As ever at Chichester Festival Theatre, there's plenty of West End pizzazz about their big summer show, Robert Jones's handsome set (and it needs to be on a stage nearly as vast as the plains of the Midwest) a fine platform for some tremendous set-pieces.
None better than the second act opener, "The Farmer and The Cowman" - choreographer Matt Cole's barnstormin' barn dance (with a whiff of Sharks vs Jets), topping a psychologically traumatic dream ballet sequence that borrowed a little from Bob Fosse. Roll in songs with Rodgers and Hammerstein's signature simplicity that unpeels into so many levels of complexity, and you've a surefire hit!
In a largely young cast still settling into the run, there's a touch of nerves still to be worked through, but I suspect they'll loosen up in time. Handsome chap in chaps, Hyoie O'Grady, makes a splendid Curly, his sweet voice suited to the love songs as much as the belters.

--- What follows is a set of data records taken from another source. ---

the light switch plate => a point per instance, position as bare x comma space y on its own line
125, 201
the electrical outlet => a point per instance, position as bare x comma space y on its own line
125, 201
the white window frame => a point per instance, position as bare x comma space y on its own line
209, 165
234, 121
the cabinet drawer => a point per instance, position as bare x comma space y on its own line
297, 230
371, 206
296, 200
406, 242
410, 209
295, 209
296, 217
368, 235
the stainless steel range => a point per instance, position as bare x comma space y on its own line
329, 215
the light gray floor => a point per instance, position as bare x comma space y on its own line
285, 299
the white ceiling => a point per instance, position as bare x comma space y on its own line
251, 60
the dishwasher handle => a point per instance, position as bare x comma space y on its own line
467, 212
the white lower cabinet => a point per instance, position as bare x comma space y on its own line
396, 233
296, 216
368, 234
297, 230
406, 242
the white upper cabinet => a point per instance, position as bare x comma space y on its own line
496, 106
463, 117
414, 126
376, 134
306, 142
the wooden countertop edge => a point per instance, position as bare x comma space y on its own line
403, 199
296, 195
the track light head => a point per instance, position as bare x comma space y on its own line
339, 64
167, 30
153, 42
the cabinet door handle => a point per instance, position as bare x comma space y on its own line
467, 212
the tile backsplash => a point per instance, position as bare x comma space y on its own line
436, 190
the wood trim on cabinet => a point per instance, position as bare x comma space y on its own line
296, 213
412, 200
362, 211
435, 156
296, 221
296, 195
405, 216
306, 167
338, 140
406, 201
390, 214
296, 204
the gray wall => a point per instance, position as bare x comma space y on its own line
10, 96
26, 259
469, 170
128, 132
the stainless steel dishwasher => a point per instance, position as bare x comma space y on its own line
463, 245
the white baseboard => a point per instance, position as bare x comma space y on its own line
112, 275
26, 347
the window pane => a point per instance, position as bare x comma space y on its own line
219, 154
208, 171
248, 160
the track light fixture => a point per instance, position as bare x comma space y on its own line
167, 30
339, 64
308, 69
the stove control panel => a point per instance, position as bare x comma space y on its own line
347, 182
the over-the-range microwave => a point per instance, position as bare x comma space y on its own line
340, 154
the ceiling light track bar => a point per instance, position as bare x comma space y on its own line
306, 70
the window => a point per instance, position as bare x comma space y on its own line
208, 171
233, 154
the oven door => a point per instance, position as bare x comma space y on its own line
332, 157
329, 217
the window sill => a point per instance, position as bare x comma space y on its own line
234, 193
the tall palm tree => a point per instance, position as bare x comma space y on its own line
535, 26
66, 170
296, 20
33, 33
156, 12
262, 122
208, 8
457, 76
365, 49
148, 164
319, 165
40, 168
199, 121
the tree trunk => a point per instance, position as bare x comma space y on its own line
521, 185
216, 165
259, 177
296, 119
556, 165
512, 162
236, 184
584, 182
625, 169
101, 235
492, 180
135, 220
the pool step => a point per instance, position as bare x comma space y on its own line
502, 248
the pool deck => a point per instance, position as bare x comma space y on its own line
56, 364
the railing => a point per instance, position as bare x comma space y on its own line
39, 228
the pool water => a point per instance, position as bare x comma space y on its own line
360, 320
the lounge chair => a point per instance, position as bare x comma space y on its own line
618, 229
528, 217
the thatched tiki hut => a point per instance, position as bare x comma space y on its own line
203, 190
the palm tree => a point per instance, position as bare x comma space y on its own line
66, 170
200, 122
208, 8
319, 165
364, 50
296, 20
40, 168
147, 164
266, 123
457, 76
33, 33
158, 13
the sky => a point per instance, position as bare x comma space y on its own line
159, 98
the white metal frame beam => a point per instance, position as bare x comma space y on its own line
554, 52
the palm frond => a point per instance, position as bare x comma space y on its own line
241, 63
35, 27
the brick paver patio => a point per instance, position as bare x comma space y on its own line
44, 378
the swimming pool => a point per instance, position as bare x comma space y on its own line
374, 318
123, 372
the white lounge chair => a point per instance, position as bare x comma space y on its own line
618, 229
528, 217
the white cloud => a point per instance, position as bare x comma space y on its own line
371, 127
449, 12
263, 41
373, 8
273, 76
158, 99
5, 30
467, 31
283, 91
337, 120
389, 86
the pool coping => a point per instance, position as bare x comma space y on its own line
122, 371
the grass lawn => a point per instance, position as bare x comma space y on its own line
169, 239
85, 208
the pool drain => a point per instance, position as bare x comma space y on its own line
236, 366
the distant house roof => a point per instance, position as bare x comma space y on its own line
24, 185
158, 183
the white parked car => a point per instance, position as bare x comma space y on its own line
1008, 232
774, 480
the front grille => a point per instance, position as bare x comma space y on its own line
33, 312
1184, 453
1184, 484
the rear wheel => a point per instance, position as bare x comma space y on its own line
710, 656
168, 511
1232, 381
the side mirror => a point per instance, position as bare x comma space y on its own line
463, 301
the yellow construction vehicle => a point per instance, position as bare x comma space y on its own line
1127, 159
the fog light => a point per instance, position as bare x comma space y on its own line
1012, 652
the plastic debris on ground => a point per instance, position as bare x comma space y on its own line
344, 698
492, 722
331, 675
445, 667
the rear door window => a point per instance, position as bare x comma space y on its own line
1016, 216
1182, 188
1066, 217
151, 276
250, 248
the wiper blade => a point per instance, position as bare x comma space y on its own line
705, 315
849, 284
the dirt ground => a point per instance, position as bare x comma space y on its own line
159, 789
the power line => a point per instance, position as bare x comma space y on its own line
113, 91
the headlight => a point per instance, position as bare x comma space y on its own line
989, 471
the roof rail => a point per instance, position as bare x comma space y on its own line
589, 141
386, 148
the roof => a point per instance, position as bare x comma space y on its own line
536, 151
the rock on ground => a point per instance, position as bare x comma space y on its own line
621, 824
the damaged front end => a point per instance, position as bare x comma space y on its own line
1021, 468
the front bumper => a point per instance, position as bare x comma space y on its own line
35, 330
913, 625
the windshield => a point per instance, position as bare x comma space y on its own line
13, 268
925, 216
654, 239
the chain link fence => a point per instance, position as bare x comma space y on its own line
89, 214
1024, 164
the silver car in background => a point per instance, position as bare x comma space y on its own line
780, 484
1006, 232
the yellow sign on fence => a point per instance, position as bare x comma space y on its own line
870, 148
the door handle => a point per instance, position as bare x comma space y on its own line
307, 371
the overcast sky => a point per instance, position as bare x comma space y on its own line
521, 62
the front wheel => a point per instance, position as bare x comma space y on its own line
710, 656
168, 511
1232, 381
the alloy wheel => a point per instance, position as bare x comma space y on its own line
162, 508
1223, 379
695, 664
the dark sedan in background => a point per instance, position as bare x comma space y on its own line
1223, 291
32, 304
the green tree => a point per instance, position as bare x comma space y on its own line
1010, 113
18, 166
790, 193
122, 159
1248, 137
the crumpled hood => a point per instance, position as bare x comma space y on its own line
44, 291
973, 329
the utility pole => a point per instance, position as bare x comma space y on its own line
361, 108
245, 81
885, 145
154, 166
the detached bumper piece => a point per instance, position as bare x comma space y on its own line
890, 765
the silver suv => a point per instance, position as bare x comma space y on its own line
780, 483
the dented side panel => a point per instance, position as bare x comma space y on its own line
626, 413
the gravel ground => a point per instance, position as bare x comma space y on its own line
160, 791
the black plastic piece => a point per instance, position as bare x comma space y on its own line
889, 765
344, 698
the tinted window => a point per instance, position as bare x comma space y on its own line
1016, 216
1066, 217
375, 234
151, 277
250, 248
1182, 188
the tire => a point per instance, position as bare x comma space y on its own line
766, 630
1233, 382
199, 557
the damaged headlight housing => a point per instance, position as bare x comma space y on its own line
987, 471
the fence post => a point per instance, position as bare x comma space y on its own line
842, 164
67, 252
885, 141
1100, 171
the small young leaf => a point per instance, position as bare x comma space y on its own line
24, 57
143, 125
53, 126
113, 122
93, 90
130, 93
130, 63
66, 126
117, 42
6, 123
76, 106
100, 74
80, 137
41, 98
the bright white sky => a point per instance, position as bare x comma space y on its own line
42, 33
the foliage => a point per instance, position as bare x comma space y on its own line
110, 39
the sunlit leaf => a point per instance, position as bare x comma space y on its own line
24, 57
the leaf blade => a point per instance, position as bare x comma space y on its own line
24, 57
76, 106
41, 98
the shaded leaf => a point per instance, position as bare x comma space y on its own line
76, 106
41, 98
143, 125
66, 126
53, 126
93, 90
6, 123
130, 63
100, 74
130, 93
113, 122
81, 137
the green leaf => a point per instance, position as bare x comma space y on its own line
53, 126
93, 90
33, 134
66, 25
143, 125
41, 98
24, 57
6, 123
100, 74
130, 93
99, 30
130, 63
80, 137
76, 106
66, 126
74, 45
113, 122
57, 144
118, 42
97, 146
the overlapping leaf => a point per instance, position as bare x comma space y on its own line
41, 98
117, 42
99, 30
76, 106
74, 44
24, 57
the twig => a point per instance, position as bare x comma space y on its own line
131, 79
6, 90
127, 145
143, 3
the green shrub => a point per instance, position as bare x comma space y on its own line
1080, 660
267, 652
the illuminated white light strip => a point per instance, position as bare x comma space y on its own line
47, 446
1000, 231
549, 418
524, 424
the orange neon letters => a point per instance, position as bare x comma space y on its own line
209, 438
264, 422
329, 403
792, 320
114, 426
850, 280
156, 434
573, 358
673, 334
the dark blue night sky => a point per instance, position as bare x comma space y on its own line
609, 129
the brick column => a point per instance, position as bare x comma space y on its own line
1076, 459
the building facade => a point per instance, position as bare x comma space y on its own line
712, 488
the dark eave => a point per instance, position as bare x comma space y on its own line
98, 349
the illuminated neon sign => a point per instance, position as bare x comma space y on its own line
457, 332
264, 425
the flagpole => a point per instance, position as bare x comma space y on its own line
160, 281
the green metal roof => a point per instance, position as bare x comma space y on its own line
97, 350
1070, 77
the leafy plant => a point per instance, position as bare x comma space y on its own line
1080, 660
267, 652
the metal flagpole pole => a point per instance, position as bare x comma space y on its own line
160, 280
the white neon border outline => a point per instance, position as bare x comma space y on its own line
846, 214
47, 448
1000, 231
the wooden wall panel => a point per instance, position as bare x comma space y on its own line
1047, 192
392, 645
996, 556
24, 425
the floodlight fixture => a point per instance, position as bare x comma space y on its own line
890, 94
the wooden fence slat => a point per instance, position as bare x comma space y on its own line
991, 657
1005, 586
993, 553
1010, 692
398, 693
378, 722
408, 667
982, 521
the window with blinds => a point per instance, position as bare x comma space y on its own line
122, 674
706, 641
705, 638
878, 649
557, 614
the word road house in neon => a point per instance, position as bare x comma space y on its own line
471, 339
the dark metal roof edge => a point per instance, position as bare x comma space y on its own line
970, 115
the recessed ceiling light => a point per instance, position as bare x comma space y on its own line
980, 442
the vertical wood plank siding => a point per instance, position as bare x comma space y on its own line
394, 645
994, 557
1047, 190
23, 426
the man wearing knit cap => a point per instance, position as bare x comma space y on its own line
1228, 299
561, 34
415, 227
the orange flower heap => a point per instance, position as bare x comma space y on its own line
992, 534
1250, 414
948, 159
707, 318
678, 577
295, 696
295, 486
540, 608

Bronté Barbé judges "I Cain't Say No" perfectly too - no easy trick with a song so familiar that it could easily topple into parody. Josie Lawrence holds the show (and the settlement) together as Aunt Eller, keepin' the young 'uns in line with plenty of wit and wisdom.
The standout performance comes from Emmanuel Kojo, whose electrifying "Lonely Room" sent chills down the spine both with its incipient menace and with its magnificent singing. His Jud Fry, rival of Curly for the hand of Laurey (Amara Okereke), is a loner with a grudge and gun, and that's never a combination that turns out well.
I've wrestled for some time now with director Jeremy Sams' decision to cast Black actor Kojo as Jud. On the one hand, it's just colourblind casting - Kojo is brilliant in the role - but on the other....
The barn dance (a "Box Social") is held to raise funds for a new schoolhouse and Jud bids furiously against Curly for Laurey's basket of comestibles - and the lunch date that comes with it. But any children Jud would have had with Laurey (another piece of colourblind casting, but not problematic) would not have gone to the school.
That law was enacted on statehood being granted to Oklahoma in 1907 (the backdrop to the show), and it would be half a century before the Civil Rights movement began to dismantle the segregationist Jim Crow laws.
As for the production's unabashed joyous conclusion? It sent us all out into oh, what a beautiful evening, with a song in our hearts - but, just a week ago, the police officers whose chokehold led to Eric Garner's death (the incident that inspired the "I Can't Breathe" movement) were told that they would not face any federal charges. A bit like Curly.
I felt the words "plus ça change" come into my head, as I hummed those timeless tunes on the way home.